Sadly for GilDodgen and Uncommon descent, no. It will require a large input from evolution and evolutionary theory to design such drugs. We will need evolutionary theory to locate suitable targets first. Then drugs will be developed either from screening natural products, where evolution has crafted many antimicrobial compounds vai paths we aren’t clever enough to understand yet, or developed using drug synthesis approaches that mimic natural selection . Some complete de novo design is done, building drugs from first principles, but this has not been more successful than evolutionary based approaches.

In summary, we do have combinatorial antibiotic therapies, where they are possible and appropriate.
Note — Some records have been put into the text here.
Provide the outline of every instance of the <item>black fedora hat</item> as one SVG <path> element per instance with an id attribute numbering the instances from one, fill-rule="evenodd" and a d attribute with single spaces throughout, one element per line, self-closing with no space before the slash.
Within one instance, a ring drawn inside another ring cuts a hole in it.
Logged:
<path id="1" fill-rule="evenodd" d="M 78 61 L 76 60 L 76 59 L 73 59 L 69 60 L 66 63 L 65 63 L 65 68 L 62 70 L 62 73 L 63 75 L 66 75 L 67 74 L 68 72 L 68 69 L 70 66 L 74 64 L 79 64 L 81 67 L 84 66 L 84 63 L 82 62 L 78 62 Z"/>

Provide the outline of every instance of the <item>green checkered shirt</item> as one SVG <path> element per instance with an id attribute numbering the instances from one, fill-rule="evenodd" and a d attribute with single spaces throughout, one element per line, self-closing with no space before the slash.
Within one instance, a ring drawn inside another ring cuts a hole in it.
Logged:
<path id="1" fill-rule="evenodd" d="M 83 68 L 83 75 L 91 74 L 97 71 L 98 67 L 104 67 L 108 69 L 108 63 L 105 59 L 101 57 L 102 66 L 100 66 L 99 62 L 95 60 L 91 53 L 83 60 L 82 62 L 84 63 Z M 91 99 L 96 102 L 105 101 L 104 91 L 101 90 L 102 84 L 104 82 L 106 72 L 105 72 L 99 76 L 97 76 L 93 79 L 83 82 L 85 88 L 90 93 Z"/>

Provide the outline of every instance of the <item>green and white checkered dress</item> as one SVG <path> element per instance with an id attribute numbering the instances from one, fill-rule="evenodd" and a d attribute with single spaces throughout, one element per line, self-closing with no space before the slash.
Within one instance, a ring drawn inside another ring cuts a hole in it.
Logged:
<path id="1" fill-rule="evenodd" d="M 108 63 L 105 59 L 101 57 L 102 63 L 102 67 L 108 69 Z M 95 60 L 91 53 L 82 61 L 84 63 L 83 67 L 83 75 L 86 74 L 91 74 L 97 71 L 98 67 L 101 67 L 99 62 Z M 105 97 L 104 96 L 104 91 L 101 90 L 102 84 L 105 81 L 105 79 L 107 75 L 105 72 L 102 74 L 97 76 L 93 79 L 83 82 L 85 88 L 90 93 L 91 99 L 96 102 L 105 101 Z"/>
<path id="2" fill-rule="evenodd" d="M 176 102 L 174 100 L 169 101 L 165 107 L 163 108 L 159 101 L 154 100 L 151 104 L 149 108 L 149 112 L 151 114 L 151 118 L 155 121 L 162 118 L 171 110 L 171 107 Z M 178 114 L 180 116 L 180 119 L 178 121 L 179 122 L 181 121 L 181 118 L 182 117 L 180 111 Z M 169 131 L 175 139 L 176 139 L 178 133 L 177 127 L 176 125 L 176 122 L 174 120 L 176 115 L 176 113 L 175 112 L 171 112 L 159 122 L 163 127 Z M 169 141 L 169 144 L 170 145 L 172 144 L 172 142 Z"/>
New antibiotic therapies with reduced risk of development of resistance will come from the drug discovery process, but only by utilizing our understanding of and the principles of evolutionary biology. The commentators at Uncommon Descent could use some pointers in science literacy.


Allan JD,Moellering RC.Management of infections caused by gramnegative bacilli: the role of antimicrobial combinations. Reviews of Infectious Diseases 1985;7 Suppl 4:559–71.

Kucers A. Evolution of antituberculous therapy. In: Kucers A, Crowe S, Grayson M, Hoy J, editors. The use of antibiotics. 5th ed. Oxford: Butterworth-Heinemann, 1997: 1194.

Milatovic D, Braveny I. Development of resistance during antibiotic therapy. European Journal of Clinical Microbiology 1987;6(3):234– 44.

[1] Charles Babbage was a computer pioneer who had to deal with staggering incomprehension.

On two occasions I have been asked, – “Pray, Mr. Babbage, if you put into the machine wrong figures, will the right answers come out?” In one case a member of the Upper, and in the other a member of the Lower, House put this question. I am not able rightly to apprehend the kind of confusion of ideas that could provoke such a question.